Underlying the macrophenomenon of organizational search lie two central mechanisms: belief updating and explicit strategies of exploration/exploitation. We find that slow learning with respect to belief updating, in conjunction with a strategy of exploration/exploitation heavily tilted toward exploitation, leads to an effective process of organizational adaptation in a wide variety of settings. This joint search strategy can be thought of as “cautious exploitation.” Belief updating proves to be a more effective catalyst to search, facilitating both the process of discovery of alternatives and persistence in favorable alternatives, than an explicit strategy of exploration.

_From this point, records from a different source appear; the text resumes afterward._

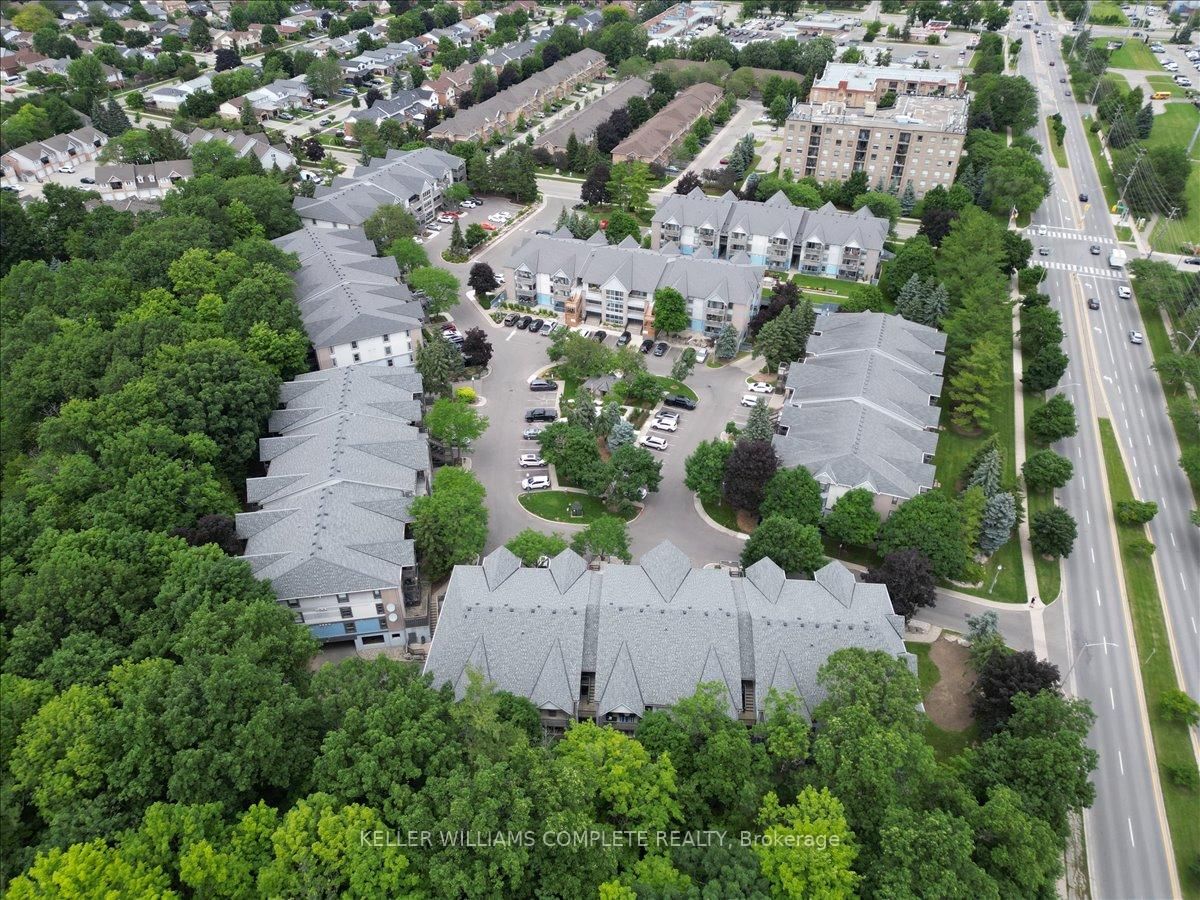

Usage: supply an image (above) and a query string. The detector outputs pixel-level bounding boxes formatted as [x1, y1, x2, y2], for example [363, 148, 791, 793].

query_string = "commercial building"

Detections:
[533, 78, 650, 154]
[272, 226, 424, 368]
[774, 312, 946, 516]
[809, 62, 967, 109]
[430, 49, 607, 142]
[0, 125, 108, 187]
[425, 542, 916, 734]
[96, 160, 192, 204]
[505, 230, 763, 337]
[612, 83, 725, 164]
[779, 96, 968, 197]
[292, 146, 467, 228]
[650, 187, 888, 281]
[236, 366, 431, 647]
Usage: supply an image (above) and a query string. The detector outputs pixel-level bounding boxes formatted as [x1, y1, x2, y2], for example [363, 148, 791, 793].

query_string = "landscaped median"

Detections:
[1099, 419, 1200, 898]
[520, 491, 641, 526]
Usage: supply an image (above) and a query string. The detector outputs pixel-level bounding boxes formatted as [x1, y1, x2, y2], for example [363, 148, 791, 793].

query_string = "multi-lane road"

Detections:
[1014, 4, 1200, 898]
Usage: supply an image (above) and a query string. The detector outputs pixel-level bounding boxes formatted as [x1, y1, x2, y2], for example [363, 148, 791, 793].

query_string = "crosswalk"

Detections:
[1031, 259, 1126, 281]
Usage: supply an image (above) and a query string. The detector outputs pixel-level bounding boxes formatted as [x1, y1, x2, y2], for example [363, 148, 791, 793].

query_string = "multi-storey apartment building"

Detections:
[272, 226, 424, 368]
[430, 49, 607, 142]
[505, 230, 764, 337]
[774, 312, 946, 516]
[236, 366, 431, 647]
[779, 97, 967, 197]
[612, 83, 725, 164]
[650, 187, 888, 281]
[809, 62, 967, 109]
[425, 542, 916, 736]
[292, 146, 467, 228]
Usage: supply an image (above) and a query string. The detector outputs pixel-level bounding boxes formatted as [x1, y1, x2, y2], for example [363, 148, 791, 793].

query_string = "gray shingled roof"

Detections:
[508, 235, 766, 307]
[425, 544, 913, 716]
[774, 312, 946, 498]
[652, 187, 888, 250]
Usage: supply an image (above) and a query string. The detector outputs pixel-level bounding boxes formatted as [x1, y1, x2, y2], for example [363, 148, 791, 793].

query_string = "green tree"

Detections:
[654, 288, 691, 335]
[684, 440, 733, 504]
[412, 467, 487, 581]
[1030, 506, 1078, 558]
[758, 466, 824, 526]
[504, 528, 568, 565]
[425, 397, 487, 452]
[415, 336, 463, 397]
[571, 516, 634, 561]
[821, 487, 880, 547]
[742, 515, 827, 575]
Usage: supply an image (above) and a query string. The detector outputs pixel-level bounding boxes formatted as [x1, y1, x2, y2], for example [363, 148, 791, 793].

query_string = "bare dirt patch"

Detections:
[925, 638, 974, 731]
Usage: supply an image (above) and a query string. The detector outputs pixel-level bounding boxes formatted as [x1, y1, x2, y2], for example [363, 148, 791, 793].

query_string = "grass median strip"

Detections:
[1099, 419, 1200, 898]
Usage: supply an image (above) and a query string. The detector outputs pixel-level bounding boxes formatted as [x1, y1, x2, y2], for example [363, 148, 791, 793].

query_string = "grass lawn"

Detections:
[1087, 0, 1129, 25]
[1146, 103, 1200, 157]
[934, 328, 1031, 604]
[1084, 115, 1118, 209]
[1134, 286, 1200, 505]
[1025, 394, 1062, 604]
[1046, 116, 1067, 169]
[700, 500, 742, 532]
[792, 274, 850, 296]
[520, 491, 634, 524]
[1150, 163, 1200, 253]
[1100, 419, 1200, 896]
[1092, 36, 1163, 72]
[905, 641, 979, 762]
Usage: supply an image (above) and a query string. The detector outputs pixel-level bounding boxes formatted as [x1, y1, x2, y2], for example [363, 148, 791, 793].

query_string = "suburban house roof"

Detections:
[652, 187, 888, 251]
[425, 542, 914, 718]
[430, 49, 605, 137]
[509, 235, 764, 307]
[272, 227, 424, 347]
[533, 78, 650, 148]
[236, 366, 430, 600]
[774, 312, 946, 498]
[612, 82, 724, 158]
[292, 146, 466, 226]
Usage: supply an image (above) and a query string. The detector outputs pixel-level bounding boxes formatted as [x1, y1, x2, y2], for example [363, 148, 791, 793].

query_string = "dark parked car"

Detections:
[662, 394, 696, 409]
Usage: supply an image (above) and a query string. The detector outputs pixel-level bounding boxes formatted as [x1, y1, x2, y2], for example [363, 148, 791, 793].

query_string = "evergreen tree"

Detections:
[976, 494, 1016, 556]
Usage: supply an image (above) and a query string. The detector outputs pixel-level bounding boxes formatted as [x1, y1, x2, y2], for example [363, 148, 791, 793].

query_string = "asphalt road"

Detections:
[1014, 4, 1200, 898]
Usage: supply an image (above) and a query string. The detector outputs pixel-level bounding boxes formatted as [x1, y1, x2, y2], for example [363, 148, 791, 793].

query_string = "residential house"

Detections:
[425, 541, 917, 737]
[0, 125, 108, 187]
[272, 226, 424, 368]
[96, 160, 192, 203]
[430, 49, 607, 142]
[774, 312, 946, 516]
[292, 148, 467, 228]
[504, 229, 764, 337]
[650, 187, 888, 282]
[612, 83, 725, 164]
[236, 366, 431, 648]
[533, 78, 650, 152]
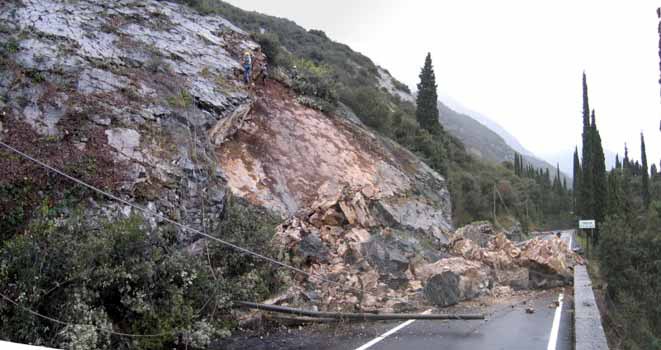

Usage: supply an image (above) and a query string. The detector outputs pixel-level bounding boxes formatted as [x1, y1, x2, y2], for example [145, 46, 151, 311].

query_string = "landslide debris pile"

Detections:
[269, 219, 583, 312]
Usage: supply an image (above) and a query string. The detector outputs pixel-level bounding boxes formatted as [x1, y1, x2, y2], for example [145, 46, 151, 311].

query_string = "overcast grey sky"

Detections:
[224, 0, 661, 166]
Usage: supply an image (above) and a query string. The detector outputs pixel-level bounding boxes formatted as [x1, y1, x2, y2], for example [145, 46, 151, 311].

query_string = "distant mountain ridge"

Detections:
[439, 94, 535, 157]
[438, 102, 570, 179]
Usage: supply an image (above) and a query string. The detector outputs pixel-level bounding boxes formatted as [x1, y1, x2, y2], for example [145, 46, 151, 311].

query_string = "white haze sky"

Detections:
[224, 0, 661, 167]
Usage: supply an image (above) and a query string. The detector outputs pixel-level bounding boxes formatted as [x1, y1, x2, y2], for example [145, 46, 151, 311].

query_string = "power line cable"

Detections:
[0, 141, 363, 293]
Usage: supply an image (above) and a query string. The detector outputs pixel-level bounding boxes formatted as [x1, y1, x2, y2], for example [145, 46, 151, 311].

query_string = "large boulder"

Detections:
[362, 237, 415, 289]
[418, 257, 493, 306]
[298, 233, 328, 262]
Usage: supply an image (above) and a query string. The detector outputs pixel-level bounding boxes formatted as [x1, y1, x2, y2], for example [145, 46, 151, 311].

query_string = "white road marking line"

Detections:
[356, 309, 431, 350]
[546, 293, 564, 350]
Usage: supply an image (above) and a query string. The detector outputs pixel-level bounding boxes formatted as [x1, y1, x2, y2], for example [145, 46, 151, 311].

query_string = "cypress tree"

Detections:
[640, 132, 650, 208]
[514, 152, 521, 176]
[591, 110, 608, 244]
[553, 163, 562, 194]
[579, 73, 594, 219]
[571, 147, 583, 215]
[415, 53, 443, 135]
[606, 169, 624, 216]
[615, 153, 622, 169]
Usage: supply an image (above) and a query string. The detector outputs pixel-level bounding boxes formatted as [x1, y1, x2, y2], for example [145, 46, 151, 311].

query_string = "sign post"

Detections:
[578, 220, 597, 258]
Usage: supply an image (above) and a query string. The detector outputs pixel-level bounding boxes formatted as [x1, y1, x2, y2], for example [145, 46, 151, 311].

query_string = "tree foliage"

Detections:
[415, 53, 442, 134]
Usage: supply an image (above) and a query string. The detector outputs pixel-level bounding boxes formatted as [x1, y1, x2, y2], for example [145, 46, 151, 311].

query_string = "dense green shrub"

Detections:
[252, 33, 284, 66]
[0, 197, 280, 349]
[599, 212, 661, 349]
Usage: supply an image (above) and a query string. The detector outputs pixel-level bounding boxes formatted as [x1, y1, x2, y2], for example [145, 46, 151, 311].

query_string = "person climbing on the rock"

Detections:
[259, 62, 269, 85]
[243, 50, 253, 84]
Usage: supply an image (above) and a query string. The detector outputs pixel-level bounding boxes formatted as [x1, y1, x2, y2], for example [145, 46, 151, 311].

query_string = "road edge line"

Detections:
[546, 293, 564, 350]
[356, 309, 432, 350]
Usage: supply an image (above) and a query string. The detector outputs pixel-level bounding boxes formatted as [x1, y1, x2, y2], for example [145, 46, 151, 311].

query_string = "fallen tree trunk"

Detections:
[262, 314, 340, 327]
[237, 301, 484, 321]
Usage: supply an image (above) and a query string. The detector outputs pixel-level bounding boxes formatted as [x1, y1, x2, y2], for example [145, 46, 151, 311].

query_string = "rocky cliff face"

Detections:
[0, 0, 256, 235]
[0, 0, 584, 322]
[0, 0, 452, 308]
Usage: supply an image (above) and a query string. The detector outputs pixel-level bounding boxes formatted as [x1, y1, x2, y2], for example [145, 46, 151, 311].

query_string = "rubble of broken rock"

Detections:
[266, 202, 583, 312]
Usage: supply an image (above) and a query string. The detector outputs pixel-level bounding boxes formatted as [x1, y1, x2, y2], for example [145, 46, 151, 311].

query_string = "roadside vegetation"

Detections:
[0, 193, 284, 349]
[573, 75, 661, 350]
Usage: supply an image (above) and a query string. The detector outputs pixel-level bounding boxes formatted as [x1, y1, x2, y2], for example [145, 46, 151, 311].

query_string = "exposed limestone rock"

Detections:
[106, 128, 142, 161]
[0, 0, 257, 235]
[419, 258, 492, 306]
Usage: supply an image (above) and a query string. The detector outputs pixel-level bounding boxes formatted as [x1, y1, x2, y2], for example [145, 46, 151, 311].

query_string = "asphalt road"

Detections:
[219, 231, 575, 350]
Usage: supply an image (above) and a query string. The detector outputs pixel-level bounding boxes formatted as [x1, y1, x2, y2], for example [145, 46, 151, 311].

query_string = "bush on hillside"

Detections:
[0, 197, 280, 349]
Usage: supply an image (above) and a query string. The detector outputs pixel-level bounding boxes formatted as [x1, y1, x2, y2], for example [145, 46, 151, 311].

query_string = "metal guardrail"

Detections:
[574, 265, 608, 350]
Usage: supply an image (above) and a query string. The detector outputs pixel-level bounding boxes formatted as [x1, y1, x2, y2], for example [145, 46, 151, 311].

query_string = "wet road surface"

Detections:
[218, 231, 576, 350]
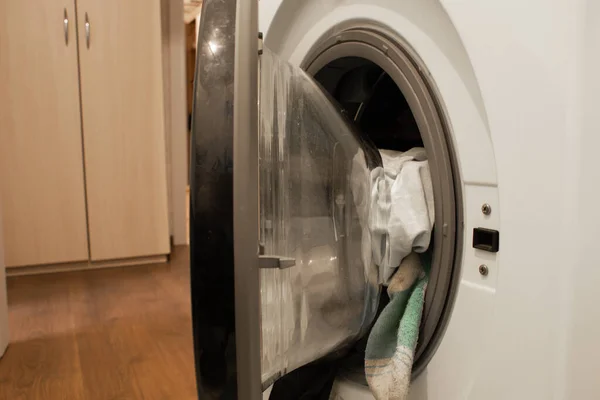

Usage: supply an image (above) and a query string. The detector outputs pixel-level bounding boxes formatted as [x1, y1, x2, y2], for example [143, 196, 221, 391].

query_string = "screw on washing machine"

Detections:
[479, 264, 490, 276]
[481, 203, 492, 215]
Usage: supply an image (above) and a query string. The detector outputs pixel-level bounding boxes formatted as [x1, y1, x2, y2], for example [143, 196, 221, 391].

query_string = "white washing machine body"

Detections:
[259, 0, 600, 400]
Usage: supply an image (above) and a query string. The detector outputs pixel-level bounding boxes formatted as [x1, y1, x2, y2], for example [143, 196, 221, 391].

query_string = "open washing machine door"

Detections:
[190, 0, 381, 399]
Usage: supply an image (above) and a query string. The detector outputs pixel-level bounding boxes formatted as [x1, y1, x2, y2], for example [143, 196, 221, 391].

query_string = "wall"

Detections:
[0, 203, 8, 357]
[161, 0, 188, 245]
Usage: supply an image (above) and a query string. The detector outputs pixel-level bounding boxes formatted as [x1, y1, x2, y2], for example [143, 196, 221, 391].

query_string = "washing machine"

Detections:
[190, 0, 600, 400]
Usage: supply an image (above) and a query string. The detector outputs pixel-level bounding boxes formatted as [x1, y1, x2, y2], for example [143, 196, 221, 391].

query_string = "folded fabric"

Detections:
[365, 252, 429, 400]
[369, 148, 435, 284]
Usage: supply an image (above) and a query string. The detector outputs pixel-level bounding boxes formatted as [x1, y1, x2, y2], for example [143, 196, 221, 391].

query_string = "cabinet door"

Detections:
[0, 0, 88, 267]
[77, 0, 169, 261]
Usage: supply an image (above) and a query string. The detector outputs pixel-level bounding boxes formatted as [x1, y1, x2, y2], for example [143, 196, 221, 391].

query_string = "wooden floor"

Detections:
[0, 247, 196, 400]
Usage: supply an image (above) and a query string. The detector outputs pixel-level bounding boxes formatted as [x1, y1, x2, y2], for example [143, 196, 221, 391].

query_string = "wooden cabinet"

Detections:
[0, 0, 88, 266]
[0, 0, 169, 267]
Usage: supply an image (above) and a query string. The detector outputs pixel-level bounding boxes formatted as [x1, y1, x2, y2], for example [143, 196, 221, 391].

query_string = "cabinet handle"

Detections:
[85, 13, 90, 49]
[63, 8, 69, 46]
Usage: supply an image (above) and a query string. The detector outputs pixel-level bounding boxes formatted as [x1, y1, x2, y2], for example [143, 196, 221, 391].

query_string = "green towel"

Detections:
[365, 252, 431, 400]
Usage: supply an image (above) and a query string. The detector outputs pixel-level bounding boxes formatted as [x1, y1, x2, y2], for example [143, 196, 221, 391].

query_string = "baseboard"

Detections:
[6, 254, 168, 277]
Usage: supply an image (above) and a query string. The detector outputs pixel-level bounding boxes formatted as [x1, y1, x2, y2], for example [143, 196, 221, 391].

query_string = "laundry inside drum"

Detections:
[259, 44, 455, 388]
[308, 51, 457, 384]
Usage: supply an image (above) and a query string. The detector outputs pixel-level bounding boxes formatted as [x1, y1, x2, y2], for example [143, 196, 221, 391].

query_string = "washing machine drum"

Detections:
[190, 1, 381, 398]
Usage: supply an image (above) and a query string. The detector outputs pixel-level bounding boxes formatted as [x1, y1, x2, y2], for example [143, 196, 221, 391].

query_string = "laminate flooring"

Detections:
[0, 247, 196, 400]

However, it is important to consider the boundary conditions around this finding. Problems of search differ in important respects: from settings that are primarily problems of discovery where the critical challenge is identifying a promising alternative, but its promise is self-evident once identified, to problems of evaluation where assessing the merit of alternatives that are identified is itself a challenge. We find that our conventional wisdom about the role of explicit strategies of exploration holds in settings that are primarily problems of discovery. However, when the evaluation of alternatives is problematic and assessed through experience with a given alternative, we find that the macrophenomenon of effective organizational search is best realized with slow rates of belief updating in conjunction with an explicit strategy of exploration/exploitation that is tilted to be highly exploitative.

Suggested Citation

  • Daniel A. Levinthal & Daniel Schliesmann, 2025. "Cautious Exploitation: Learning and Search in Problems of Evaluation and Discovery," Organization Science, INFORMS, vol. 36(2), pages 903-917, March.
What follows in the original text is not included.